Swishy swashy! Swishy swashy! Swishy swashy!
And the “hunt” would continue with different obstacles such as snow storms, large rivers, you get the idea. You could never go over the obstacle. You could never go under or around the obstacle. You had to go THROUGH it to get to the bear and earn the Gummy Bears.
This is kind of the same thing. Trying to avoid something as tragic as a miscarriage won’t work over time. You can ignore it or go over it or go under it for a while, but will still be there, and the pain won’t subside until you go through it, preferably with someone or some people who are safe, trust-worthy, and empathetic and kind.
Ask for Help
I am so glad I reached out to people when the worst happen. Our friends and family were amazing. No words can take away the pain of the circumstances, and the most helpful responses we received from people were not words, but gestures or just a simple, “I don’t know what to say. I hate you are going through this. I am with you in it.” Some sweet friends sent flowers. My friend Jessi sent me a box of pickle juice popsicles (she just gets me). Maybe you need someone to run and get dinner or pick up some pads or Motrin. You may want to ask your doctor a million questions. That is OK. You don’t have to do any of this alone. In fact, you shouldn’t do it alone!
It’s Ok to Not Be Ok
And it’s ok to talk about it. If you are out and someone says, “Hey! How are things?” it is ok to say “You know, it’s actually a really hard week for me.” Personally, I believe that sometimes “Fine” is the worst four letter word in the English language. I know for me, as well as many others, there is the temptation to just smile through things and hide our pain so that we don’t make other people feel uncomfortable. But you know what? I would prefer to be honest, and I would prefer others to be honest with me. It’s ok to be uncomfortable. I would rather people be up front with me than try to make things copasetic. You don’t have to blog it or share all the details with everyone, but it’s ok to be messy.
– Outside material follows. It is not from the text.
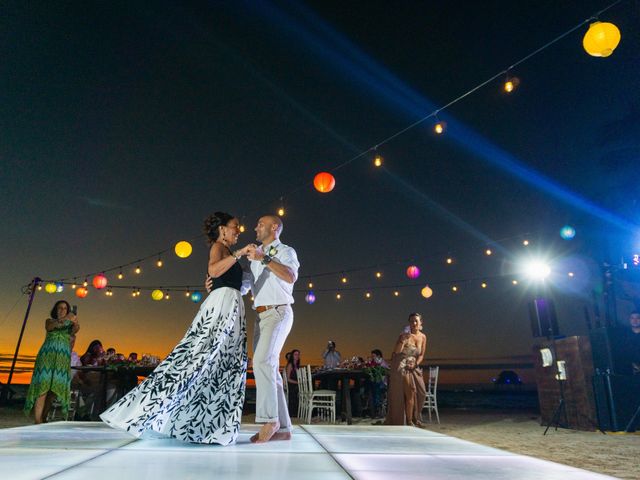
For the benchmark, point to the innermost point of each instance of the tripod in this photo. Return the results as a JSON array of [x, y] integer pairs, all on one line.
[[561, 409]]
I knew miscarriages were horrible before two weeks ago, but I had no idea just how horrible or how much one can invade your entire life. It makes sense to me now. If I’ve learned anything from others and from my own experience, I guess it is this: healing is a process, and no two people will walk through this process in the same way. Have compassion for others and for yourself. Don’t “should” yourself through the process and don’t compare your experiences to that of others, or vice versa. There isn’t a manual for this. Take one step at a time, and let others love you in the process.